Der neue Stammkeeper in Leverkusen hieß ab sofort Rene Adler. Der damals 22-Jährige überzeugte als Butt-Vertreter und wurde von Trainer Michael Skibbe zur Nummer eins befördert. Für Butt war diese Entscheidung nicht nachzuvollziehen. Doch damit stand er ziemlich alleine da.
Butt-Ablösung schon früher geplant
Intern galt Adler längst als Bayer-Keeper der nächsten Jahre, und eigentlich war eine Ablösung Butts schon viel früher geplant - aber nicht möglich, denn: Ein Haarriss in einer Rippe hatte Adler zuvor rund ein halbes Jahr außer Gefecht gesetzt.
Eine ähnlich lange Pause droht ihm nun wieder. Wegen anhaltender Kniebeschwerden muss sich Adler einer Operation unterziehen, bei der degeneratives Gewebe der Patellasehne entfernt wird. Bleibt es dabei, kann er nach sechs bis zwölf Wochen wieder auf den Platz zurückkehren. Muss beim Eingriff allerdings auch ein Sehnenriss behandelt werden, könnte Adler sechs Monate lang ausfallen.
Ein Schock für Leverkusen, insbesondere aber für Adler selbst. Jörg Butt ist bei Bayer zwar längst Vergangenheit und Adler beim Werksklub inzwischen die unumstrittene Nummer eins, das Verletzungspech aus der Anfangszeit seiner Karriere ist ihm aber bis heute treu geblieben.

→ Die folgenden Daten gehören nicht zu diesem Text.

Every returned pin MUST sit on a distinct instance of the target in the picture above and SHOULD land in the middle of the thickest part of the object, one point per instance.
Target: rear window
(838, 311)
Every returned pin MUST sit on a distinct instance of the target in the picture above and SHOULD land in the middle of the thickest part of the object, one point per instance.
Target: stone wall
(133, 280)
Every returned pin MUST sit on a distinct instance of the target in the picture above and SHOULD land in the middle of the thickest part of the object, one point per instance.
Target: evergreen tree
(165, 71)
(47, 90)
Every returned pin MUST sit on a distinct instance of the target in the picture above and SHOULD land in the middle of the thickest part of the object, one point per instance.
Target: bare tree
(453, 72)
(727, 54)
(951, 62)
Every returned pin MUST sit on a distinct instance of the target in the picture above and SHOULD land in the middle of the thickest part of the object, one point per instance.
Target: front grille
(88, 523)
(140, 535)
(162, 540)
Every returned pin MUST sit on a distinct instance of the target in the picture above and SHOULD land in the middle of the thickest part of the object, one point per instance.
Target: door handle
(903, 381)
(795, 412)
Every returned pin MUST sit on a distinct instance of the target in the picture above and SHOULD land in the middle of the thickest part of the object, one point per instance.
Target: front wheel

Adlers Körper streikt immer öfter
Dabei schien Adler lange Zeit auf einem perfekten Weg. Den starken Auftritten als Butt-Erbe in der Rückrunde 2007, ließ der Bayer-Keeper eine überragende Saison 2007/2008 folgen. Als Belohnung nahm ihn Bundestrainer Joachim Löw als dritten Keeper hinter Jens Lehmann und Robert Enke mit zur Europameisterschaft nach Österreich und in die Schweiz. Adler galt als designierter Nachfolger von Lehmann und die kommende Nummer eins im deutschen Tor.

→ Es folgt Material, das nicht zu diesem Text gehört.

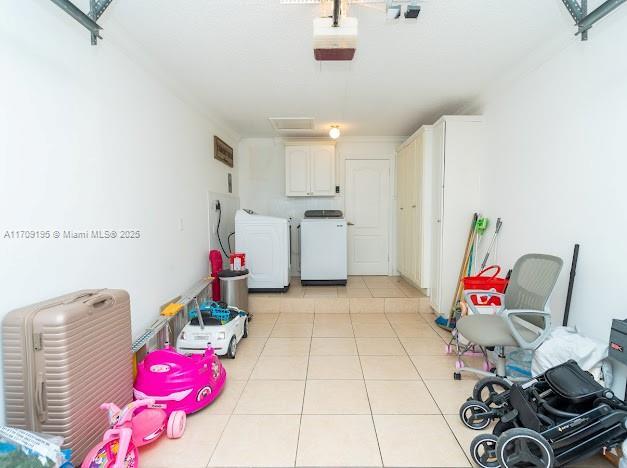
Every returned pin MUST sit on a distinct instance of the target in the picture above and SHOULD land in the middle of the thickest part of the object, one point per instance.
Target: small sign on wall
(222, 152)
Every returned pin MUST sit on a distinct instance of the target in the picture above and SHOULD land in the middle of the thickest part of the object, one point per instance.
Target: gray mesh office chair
(524, 319)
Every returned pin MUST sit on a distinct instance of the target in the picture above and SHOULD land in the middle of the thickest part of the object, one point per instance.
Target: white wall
(91, 140)
(262, 180)
(555, 170)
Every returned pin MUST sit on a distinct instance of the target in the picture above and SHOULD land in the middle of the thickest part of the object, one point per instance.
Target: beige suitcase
(63, 358)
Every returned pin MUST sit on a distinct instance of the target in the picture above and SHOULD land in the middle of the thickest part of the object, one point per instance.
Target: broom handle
(499, 223)
(471, 235)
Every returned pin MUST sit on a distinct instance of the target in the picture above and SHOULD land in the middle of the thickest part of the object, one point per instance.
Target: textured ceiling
(247, 60)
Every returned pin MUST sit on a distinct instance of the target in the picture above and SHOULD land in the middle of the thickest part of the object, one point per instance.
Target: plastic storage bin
(234, 288)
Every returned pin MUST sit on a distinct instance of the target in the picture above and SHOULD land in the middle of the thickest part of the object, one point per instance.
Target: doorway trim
(341, 178)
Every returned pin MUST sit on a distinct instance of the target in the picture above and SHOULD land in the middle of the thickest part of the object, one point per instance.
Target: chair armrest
(509, 315)
(471, 292)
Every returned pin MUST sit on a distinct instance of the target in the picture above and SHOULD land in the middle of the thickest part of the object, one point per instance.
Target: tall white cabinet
(414, 207)
(455, 176)
(309, 170)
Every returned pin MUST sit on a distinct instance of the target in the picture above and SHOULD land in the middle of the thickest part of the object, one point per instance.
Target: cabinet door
(400, 200)
(297, 171)
(322, 168)
(437, 301)
(410, 228)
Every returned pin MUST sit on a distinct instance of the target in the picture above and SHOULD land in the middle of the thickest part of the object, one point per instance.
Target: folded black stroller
(559, 417)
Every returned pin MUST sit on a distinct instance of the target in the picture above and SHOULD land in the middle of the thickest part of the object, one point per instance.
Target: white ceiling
(247, 60)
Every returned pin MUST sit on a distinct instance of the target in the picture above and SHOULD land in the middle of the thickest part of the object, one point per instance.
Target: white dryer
(266, 242)
(323, 248)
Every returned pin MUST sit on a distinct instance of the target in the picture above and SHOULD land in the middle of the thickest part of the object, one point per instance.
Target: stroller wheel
(524, 447)
(473, 415)
(489, 389)
(483, 451)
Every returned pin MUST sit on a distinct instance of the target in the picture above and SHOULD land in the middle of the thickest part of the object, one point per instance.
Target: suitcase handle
(100, 301)
(80, 296)
(40, 401)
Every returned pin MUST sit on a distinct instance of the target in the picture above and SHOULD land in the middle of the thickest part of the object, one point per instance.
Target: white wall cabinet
(414, 207)
(310, 170)
(455, 175)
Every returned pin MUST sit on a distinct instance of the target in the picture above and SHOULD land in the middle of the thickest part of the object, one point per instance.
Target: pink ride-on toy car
(185, 383)
(138, 423)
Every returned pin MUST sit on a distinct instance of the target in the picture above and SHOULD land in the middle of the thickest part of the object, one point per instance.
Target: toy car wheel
(524, 447)
(176, 424)
(483, 451)
(245, 335)
(489, 390)
(230, 353)
(473, 415)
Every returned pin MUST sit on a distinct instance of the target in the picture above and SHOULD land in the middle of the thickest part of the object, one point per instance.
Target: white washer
(266, 242)
(323, 250)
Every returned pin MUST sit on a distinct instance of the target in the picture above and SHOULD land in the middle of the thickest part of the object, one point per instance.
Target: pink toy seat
(186, 383)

Der Sprung dorthin gelang ihm nach der EM recht schnell - und scheinbar mühelos. Nach einer überragenden Leistung in der WM-Qualifikation gegen Russland im Oktober 2008 waren sich die Experten schnell einig: Adler steht auch bei der Weltmeisterschaft in Südafrika im Tor.
Doch plötzlich streikte sein Körper immer öfter. Zunächst war es nur eine entzündende Hornhaut im Auge, die ihn für kurze Zeit außer Gefecht setzte. Kurz vor der WM, für die ihn Löw als Nummer eins vorgesehen hatte, erwischte es Adler dann richtig: Ein Rippenbruch zwang ihn zur Absage des Turniers in Südafrika. "Es wäre unverantwortlich gewesen", sagte er.
Abstieg ins Mittelmaß
Adlers Schmerz saß tief. Die deutsche Nationalelf spielte ein starkes Turnier - ohne ihn. Sein Ersatz, Manuel Neuer, glänzte mit starken Leistungen. Von ihm sprach plötzlich keiner mehr. Die neue Nummer eins im DFB-Team hieß fortan Neuer.
Adler akzeptierte es. Eine starke Saison sollte ihm wieder Auftrieb geben und näher an Neuer heranbringen. Doch während der Schalke-Keeper seine glänzenden WM-Leistungen bestätigte, versank Adler nach einer ordentlichen Vorrunde im letzten Halbjahr im Mittelmaß, auch weil ihn Knieprobleme und ein Hexenschuss phasenweise außer Gefecht setzten.
"Ich war schwächer als in der Hinrunde", gab Adler kürzlich im "Kicker" zu. "Der eigene Anspruch wird höher, dem bin ich im einen oder anderen Spiel nicht gerecht geworden."
Die Chance zur Rehabilitation hat er nun zumindest vorerst nicht. Er muss wieder mal pausieren. Wie lange, steht noch nicht fest. Aber lange genug, um aus dem Rampenlicht zu rücken. Ihm entgeht dadurch die Möglichkeit sich zu empfehlen - für den Bundestrainer, für andere Klubs, aber auch für Bayer Leverkusen.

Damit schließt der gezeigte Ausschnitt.